It has been one year since my last article, and here is a quick post indicating that my blog is not down. Instead, it has a new look thanks to blogdown. Yes, pun intended. :-)

blogdown, mostly written by Yihui, is an R package that can help you rapidly create a static blog or website. The package name has nothing to do with the status of a website (as in “the server is down”), but rather follows the convention of other Markdown-based packages such as rmarkdown and bookdown. (As for the name of Markdown, I suspect that it was chosen such that it looked differently from other popular markup languages at that time such as HTML.)

The blogdown package is based on the Hugo blogging system. Compared with the Jekyll system that my old blog was based on, Hugo has some nice features that finally drive me to complete this switch:

  1. The installation is very easy. In fact, it provides a single executable file for most mainstream operating systems.
  2. The blogdown package simplifies this process even more.
  3. Hugo has a decent theming system, and more importantly, it provides a mechanism with which you can import themes developed by others and make your own modifications without messing up the code.

As I mentioned above, blogdown simplifies the procedure of installing Hugo, downloading a theme, and creating a new site. The following three lines are sufficient for initiating a new blog:

library(blogdown)
install_hugo()  ## run once
new_site(theme = "kakawait/hugo-tranquilpeak-theme")

The theme parameter is optional since it has a default value theme = "yihui/hugo-lithium-theme". The value I specified will use the theme at https://github.com/kakawait/hugo-tranquilpeak-theme (thanks to the theme author!). Then you get a directory of Hugo source files, and the generated static HTML pages in the public folder.

Note that unlike Jekyll blogs that can be directly rendered by Github Pages, Hugo blogs are not yet supported by Github. But fortunately, you can deploy your blog on Netlify by linking a Github repository. There is a nice article talking about this.

For me, the next major steps to fully migrate the blog to Hugo were as follows:

  1. Copying *.md files to the content folder of Hugo site.
  2. Making my customizations of the theme under the layouts folder. The layout files under this folder have higher priority than the imported theme files, so you can easily override some theme functions without polluting the upstream.
  3. Files in the static folder will be located in the website root directory, for example CSS and images.
  4. Push the directory to Github and link to Netlify.
  5. Point the domain name to the new server address as described in this document.

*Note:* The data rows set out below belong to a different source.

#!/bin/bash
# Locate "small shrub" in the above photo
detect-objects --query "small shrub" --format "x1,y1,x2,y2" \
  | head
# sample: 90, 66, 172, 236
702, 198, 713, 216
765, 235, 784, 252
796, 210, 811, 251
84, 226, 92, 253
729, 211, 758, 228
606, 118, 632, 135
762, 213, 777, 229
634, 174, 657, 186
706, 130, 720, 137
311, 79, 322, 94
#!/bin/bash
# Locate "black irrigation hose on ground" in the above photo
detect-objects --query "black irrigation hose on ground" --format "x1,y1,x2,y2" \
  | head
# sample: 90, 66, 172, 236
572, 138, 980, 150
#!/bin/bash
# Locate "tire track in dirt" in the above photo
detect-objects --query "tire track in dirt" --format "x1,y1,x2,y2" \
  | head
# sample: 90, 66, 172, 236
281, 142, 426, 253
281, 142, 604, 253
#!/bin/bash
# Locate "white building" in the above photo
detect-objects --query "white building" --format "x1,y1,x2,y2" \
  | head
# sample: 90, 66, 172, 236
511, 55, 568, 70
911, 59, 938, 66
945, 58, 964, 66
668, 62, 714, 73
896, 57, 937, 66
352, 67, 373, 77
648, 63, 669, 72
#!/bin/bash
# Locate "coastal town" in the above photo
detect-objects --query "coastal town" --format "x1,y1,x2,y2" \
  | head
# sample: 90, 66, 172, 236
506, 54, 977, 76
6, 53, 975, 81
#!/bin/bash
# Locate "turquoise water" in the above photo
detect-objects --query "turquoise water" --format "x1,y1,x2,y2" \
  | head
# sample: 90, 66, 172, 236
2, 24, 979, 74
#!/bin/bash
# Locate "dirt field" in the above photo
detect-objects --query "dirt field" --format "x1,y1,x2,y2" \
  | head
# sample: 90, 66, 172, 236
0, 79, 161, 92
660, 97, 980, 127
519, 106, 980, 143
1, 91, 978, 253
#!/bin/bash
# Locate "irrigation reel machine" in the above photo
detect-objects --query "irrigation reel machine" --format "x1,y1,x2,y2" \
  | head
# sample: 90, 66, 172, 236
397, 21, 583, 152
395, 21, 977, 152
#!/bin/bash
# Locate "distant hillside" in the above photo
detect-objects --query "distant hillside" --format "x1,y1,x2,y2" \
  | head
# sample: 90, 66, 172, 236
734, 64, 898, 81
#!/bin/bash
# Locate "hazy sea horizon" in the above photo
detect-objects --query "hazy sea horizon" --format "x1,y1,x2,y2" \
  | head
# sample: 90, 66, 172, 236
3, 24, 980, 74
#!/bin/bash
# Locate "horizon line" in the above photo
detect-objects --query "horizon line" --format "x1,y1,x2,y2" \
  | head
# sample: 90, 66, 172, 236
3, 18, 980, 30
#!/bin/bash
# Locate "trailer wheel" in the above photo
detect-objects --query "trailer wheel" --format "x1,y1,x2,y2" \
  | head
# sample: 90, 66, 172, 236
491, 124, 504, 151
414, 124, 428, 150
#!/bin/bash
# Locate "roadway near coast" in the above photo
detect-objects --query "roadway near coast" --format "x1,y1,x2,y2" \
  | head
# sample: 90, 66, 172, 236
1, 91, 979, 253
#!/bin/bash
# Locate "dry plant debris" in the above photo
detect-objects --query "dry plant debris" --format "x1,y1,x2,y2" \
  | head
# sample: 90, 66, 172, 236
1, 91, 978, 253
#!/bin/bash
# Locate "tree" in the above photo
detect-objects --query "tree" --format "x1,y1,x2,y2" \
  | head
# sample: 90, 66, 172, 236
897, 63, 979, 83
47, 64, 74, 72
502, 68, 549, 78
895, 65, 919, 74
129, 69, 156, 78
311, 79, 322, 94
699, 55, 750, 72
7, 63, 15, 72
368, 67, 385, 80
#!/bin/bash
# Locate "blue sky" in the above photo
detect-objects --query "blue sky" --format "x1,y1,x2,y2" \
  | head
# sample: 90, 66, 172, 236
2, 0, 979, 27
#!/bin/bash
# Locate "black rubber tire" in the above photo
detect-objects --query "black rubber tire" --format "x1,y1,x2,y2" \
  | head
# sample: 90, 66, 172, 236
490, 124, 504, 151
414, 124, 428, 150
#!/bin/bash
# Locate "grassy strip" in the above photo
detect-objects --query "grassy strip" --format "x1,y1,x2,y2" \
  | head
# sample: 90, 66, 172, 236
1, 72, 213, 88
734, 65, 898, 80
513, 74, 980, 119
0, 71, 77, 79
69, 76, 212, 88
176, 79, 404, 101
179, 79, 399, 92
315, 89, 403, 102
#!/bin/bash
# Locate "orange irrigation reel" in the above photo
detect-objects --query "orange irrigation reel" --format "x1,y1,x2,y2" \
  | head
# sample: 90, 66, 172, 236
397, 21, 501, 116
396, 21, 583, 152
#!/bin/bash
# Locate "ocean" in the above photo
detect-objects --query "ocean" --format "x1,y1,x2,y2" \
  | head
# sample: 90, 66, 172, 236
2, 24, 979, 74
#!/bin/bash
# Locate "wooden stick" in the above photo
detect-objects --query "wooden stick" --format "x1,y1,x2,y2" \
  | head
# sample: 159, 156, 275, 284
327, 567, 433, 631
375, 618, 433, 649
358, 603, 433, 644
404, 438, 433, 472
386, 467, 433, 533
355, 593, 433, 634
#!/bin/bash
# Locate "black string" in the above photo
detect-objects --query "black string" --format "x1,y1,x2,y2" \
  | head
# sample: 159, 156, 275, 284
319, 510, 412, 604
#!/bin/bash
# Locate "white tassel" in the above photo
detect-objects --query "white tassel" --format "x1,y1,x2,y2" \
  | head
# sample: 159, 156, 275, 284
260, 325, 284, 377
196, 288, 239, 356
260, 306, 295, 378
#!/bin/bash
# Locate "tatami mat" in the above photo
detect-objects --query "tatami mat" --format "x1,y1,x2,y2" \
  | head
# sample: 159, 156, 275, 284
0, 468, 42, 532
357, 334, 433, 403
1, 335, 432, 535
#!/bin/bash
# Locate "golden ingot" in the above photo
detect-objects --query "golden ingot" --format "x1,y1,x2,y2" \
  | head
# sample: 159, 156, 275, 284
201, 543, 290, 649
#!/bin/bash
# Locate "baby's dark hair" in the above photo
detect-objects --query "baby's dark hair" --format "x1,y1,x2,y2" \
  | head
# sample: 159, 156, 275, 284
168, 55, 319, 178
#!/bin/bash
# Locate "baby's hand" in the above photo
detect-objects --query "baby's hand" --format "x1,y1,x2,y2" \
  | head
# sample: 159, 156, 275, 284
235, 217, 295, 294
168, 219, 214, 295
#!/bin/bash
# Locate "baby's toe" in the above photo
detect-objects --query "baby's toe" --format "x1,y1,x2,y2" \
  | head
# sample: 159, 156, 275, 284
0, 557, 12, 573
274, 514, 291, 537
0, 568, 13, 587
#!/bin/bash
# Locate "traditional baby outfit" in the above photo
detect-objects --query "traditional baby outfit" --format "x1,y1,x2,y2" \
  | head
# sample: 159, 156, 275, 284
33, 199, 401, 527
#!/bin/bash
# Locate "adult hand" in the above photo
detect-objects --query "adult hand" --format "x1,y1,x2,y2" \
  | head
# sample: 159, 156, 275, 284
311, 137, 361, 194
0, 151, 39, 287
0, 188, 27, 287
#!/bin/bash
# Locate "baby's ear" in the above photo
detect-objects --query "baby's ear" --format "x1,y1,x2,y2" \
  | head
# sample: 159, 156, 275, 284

So far all of my posts are plain Markdown files, meaning that they are not dynamic documents that contain executable code. But in fact another attractive feature of blogdown is to allow you writing R-Markdown-style blogs that can be automatically compiled into Markdown with the rendered output. At the time of writing the blogdown package is under active development, and hope its first formal release goes to CRAN soon.